The first page of the B-tree is an index page and is often referred to as the root level of the index. As an index page, the root level contains key values and page addresses for the next pages in the index. Depending on the size of the index, the next level of the index may be data pages or additional index pages. If the number of index rows required to sort all of the rows on the data pages exceeds the space available, then the root page will be followed by another level of index pages. Additional levels of index pages in a B-tree are referred to as intermediate levels. In many cases, indexes built with a B-tree structure will not require more than one or two intermediate levels. Even with a wide indexing key, millions to billions of rows can be sorted with just a few levels. The next level of pages below the root and intermediate levels of the indexes, referred to as the non-leaf levels, is the leaf level (see Figure 2-9).
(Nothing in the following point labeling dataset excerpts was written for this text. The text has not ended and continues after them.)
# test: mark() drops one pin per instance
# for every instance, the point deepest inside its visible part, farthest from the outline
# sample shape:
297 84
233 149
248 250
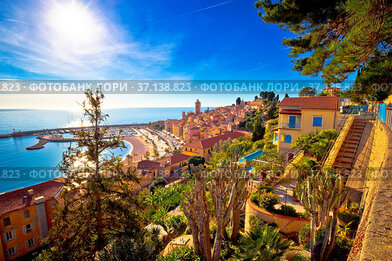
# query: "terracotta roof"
290 111
178 158
14 200
147 164
210 142
322 102
173 159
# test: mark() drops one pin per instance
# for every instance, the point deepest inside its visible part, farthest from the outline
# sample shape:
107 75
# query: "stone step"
344 160
342 166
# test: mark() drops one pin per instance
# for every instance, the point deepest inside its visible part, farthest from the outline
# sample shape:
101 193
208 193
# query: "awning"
290 111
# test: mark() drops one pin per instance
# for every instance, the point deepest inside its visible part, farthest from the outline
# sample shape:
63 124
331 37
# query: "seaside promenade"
66 130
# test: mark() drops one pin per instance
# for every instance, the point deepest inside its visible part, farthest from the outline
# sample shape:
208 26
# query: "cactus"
322 195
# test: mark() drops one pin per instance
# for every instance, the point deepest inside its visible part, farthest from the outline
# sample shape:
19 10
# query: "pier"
39 145
66 130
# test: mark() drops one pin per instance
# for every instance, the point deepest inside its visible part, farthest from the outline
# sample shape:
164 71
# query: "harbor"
65 130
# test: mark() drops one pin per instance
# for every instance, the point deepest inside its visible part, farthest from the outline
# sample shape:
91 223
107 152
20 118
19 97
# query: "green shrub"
354 207
287 210
180 253
348 216
158 182
304 236
268 200
255 198
175 224
265 188
304 214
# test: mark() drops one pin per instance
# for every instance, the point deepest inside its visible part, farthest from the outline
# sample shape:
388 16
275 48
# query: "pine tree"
333 38
98 200
322 195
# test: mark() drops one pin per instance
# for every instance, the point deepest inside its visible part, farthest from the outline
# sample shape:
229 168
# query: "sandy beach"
139 147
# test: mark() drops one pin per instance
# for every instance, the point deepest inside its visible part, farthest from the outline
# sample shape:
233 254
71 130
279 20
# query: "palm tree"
264 243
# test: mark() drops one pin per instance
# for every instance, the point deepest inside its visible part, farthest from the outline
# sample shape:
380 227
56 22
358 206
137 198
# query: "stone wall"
287 225
374 235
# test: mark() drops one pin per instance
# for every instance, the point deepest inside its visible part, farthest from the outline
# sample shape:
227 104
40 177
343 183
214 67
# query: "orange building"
204 147
26 217
197 106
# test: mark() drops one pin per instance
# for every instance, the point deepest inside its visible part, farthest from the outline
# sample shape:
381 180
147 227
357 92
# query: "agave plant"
263 243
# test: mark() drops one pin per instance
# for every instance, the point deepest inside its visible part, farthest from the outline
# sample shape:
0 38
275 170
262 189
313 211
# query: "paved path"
285 193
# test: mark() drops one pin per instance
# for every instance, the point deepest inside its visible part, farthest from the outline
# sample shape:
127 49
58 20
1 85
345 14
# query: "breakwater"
66 130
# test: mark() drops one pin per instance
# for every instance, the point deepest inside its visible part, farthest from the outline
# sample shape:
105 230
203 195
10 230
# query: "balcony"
288 125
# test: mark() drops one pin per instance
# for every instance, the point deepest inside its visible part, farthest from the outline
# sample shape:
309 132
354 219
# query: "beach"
139 148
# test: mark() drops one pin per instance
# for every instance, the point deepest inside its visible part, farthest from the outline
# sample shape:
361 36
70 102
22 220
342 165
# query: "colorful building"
204 147
173 164
304 115
197 106
26 217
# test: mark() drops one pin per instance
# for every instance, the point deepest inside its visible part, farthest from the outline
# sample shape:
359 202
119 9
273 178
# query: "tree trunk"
333 238
100 239
236 224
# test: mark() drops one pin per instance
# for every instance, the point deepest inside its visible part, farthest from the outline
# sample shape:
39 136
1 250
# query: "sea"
22 168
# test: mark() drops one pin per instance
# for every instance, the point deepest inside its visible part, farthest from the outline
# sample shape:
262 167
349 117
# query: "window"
8 236
292 121
28 228
29 243
317 121
12 250
7 221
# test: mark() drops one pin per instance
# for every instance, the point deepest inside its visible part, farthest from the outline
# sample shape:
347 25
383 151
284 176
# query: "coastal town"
167 168
162 152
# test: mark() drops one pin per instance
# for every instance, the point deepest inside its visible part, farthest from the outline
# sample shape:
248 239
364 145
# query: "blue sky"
129 39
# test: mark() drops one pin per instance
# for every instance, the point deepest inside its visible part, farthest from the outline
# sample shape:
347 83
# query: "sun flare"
73 26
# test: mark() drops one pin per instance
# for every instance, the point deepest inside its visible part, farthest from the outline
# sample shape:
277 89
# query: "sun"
73 26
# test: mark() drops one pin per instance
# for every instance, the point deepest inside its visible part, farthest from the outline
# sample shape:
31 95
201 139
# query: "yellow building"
304 115
204 147
25 218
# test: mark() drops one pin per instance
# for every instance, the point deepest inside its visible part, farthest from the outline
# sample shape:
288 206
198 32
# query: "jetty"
66 130
39 145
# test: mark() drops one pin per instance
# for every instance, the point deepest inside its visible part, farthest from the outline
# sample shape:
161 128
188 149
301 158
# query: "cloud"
75 42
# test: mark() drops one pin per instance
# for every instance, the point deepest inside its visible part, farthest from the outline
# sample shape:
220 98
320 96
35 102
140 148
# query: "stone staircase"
347 154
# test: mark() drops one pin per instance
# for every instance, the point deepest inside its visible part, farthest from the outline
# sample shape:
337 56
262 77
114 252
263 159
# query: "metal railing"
290 125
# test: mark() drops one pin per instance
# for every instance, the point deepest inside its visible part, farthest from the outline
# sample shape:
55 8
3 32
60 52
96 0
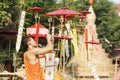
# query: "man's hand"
49 41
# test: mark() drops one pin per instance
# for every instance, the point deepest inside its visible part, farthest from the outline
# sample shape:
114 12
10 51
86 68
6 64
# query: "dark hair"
24 42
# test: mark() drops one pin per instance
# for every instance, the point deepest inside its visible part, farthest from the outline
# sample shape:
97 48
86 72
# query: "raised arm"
43 50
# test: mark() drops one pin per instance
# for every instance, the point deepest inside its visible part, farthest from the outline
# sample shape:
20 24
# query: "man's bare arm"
48 48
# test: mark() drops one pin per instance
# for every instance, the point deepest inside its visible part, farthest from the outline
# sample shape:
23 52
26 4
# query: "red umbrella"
92 42
42 31
62 11
85 12
117 49
35 9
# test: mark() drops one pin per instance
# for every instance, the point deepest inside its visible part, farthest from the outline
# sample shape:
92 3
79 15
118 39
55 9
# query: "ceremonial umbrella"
117 49
31 30
36 10
116 59
84 12
62 11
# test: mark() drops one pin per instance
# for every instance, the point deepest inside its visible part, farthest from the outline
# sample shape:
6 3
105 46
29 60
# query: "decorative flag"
49 74
93 70
50 66
94 37
42 62
50 59
75 42
86 39
20 30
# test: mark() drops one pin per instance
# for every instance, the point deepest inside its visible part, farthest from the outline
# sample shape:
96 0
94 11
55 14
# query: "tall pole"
64 5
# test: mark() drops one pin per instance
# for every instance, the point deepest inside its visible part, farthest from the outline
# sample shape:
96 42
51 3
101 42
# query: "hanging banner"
49 74
75 42
50 66
93 70
20 30
50 59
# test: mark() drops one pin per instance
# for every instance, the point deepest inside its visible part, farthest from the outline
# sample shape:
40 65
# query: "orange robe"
33 71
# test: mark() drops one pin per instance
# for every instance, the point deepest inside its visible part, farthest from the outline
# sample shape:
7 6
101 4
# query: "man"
31 57
117 76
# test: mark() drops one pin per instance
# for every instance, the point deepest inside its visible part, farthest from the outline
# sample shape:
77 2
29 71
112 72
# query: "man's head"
29 42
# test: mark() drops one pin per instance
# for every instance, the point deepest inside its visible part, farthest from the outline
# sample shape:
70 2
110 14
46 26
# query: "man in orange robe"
31 57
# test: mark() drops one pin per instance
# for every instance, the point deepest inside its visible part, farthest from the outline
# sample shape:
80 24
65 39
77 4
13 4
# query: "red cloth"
33 71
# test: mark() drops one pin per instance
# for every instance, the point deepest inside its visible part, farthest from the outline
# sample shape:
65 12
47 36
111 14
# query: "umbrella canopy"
84 12
117 49
92 42
35 9
42 32
62 11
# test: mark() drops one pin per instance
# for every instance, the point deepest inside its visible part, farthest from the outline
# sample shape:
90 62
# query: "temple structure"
96 65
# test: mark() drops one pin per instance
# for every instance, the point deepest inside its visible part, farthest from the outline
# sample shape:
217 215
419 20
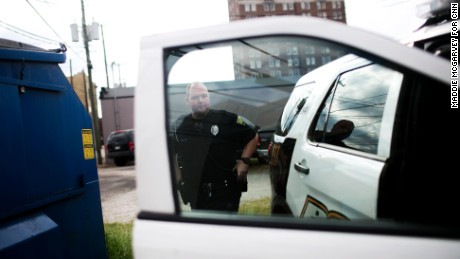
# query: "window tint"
352 115
293 107
350 106
252 78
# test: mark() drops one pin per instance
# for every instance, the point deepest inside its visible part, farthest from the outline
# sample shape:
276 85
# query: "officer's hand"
241 170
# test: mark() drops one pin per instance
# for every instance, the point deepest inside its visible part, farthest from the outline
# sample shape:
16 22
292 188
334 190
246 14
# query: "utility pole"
94 113
105 57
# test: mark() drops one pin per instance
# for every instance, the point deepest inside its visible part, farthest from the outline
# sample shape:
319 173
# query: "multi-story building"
285 58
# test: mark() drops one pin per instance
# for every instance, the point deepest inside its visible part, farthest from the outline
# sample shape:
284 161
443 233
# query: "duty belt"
209 187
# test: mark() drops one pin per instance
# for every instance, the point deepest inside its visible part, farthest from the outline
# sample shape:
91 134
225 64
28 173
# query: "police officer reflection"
213 148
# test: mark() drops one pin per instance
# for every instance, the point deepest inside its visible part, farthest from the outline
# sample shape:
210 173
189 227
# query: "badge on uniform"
214 129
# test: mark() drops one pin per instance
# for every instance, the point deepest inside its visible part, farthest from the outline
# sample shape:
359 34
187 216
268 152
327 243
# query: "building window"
320 5
295 51
325 59
269 7
325 50
258 63
309 50
251 53
296 62
305 5
310 61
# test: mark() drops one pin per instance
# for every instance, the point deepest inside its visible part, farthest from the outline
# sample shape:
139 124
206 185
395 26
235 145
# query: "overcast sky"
45 22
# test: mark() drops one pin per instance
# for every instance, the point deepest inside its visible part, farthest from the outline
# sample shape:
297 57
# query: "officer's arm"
250 147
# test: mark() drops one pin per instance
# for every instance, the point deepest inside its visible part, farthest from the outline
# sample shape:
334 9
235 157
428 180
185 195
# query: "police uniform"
207 150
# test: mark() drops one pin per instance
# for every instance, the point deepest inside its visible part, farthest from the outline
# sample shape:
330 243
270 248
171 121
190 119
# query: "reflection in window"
352 115
252 78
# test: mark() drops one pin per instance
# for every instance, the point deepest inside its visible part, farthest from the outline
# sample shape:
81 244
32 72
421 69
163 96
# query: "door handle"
301 169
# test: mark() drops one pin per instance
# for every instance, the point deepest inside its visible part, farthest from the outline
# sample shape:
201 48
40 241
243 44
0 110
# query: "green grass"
118 236
256 207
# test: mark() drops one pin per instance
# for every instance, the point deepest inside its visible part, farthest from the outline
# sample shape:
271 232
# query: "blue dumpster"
50 203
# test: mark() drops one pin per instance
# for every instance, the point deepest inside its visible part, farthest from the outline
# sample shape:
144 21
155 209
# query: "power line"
26 33
49 26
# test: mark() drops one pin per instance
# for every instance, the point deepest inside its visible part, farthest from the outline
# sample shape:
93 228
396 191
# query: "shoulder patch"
240 121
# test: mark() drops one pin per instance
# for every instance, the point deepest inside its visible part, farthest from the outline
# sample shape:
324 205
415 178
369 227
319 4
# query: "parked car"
384 191
120 146
265 136
433 36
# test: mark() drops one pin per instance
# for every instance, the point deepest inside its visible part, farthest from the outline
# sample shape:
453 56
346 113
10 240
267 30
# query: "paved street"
119 198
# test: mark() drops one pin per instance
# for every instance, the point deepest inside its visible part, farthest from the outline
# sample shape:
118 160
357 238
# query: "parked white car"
386 195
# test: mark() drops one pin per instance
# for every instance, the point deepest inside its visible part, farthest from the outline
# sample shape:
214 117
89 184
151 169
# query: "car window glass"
297 100
353 113
253 79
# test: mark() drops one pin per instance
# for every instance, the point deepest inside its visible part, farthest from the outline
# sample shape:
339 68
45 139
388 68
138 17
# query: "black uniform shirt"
207 148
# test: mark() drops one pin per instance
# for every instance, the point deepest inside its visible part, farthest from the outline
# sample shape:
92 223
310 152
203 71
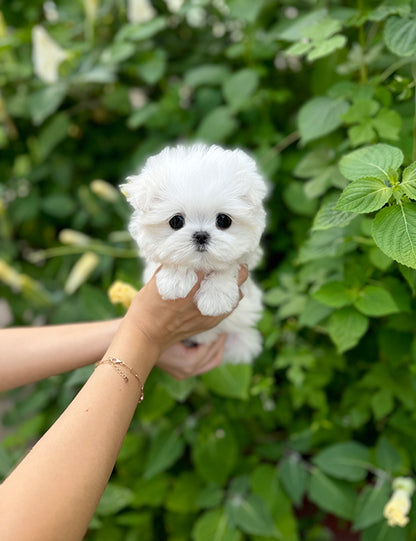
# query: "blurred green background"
305 443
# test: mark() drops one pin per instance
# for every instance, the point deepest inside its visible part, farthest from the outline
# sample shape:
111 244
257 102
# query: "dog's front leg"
218 293
175 282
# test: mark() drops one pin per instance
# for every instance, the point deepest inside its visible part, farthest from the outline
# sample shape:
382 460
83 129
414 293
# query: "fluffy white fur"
199 183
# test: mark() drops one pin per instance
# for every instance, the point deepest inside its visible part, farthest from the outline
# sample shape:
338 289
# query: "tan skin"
52 494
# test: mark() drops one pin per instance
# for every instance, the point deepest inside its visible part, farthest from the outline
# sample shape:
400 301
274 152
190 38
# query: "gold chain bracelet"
117 364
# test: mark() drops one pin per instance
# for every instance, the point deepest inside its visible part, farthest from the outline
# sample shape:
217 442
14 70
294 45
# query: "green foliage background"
312 435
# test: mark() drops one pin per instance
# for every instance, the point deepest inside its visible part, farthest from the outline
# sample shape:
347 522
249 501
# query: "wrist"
135 348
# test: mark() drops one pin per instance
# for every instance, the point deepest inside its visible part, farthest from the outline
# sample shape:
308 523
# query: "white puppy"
199 208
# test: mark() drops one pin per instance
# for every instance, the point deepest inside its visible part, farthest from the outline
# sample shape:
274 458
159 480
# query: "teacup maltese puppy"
199 208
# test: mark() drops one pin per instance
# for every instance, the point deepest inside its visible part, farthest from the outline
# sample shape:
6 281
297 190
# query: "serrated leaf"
400 35
324 48
207 74
346 327
408 183
114 499
165 449
381 531
364 195
215 526
337 497
320 116
334 294
328 216
394 231
370 504
293 476
229 380
374 161
215 453
387 457
347 460
251 515
217 125
375 301
239 87
388 124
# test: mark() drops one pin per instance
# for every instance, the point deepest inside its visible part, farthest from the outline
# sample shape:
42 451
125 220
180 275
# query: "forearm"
29 354
53 492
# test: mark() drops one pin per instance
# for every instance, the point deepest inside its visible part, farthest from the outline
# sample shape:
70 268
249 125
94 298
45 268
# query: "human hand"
164 323
182 362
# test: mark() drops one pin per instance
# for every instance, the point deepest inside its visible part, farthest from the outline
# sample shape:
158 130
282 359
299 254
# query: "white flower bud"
74 238
47 55
81 271
140 11
397 508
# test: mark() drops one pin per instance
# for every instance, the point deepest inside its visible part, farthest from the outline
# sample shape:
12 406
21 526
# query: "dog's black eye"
177 221
223 221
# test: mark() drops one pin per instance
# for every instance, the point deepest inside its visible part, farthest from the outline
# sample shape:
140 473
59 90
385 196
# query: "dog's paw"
175 284
215 297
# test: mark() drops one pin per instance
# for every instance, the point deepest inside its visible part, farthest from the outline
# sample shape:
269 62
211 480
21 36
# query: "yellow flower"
81 271
397 508
47 55
122 293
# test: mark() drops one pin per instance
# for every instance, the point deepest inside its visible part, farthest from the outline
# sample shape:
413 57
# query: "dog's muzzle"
201 240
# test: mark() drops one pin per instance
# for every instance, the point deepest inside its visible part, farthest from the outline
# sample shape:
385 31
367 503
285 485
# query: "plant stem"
363 67
414 113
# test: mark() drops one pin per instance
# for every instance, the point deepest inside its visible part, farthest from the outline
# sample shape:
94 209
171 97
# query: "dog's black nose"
201 237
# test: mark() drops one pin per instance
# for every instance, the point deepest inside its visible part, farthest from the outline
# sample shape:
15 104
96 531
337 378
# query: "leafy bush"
307 442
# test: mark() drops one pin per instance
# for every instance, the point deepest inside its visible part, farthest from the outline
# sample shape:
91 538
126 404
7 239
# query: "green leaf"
59 205
215 452
320 116
328 216
400 35
150 492
183 496
215 526
239 87
294 477
334 294
394 231
337 497
346 327
388 124
229 380
114 499
376 161
142 31
217 125
370 504
326 47
46 101
165 449
375 301
207 74
347 460
251 515
383 532
6 463
408 183
387 457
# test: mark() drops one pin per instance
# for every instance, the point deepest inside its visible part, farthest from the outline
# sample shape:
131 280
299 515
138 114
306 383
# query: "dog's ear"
255 185
136 191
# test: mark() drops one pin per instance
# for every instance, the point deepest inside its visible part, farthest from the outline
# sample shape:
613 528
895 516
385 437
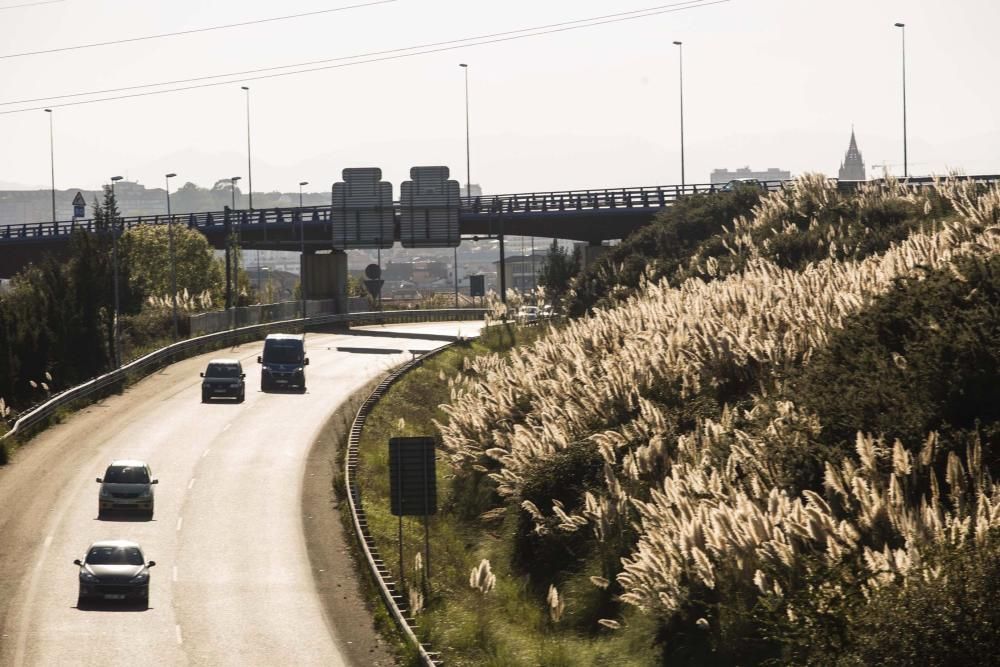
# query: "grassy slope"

The leaf level contains all of the data pages for the index. The data pages are where all of the key values and the non-key values for the row are stored. Non-key values are never stored on the Index pages. Another differentiator between heaps and B-trees is the ability within the index levels to perform sequential page reads. Pages contain previous page and next page properties in the page headers. With index and data pages, these properties are populated and can be used to traverse the B-tree to find the next requested row from the B-tree without returning to the root level of the index.Jason Strate, Ted Krueger. Expert Performance Indexing for SQL Server 2012 (Kindle Locations 1081-1088). Apress.
To understand how indexes make your query fast you must understand how SQL Server runs a query. SQL Server creates a plan when the query runs. That plan is saved by SQL Server in the Plan Cache so if you run the query again it doesn't have to create the plan it can use the one in the cache.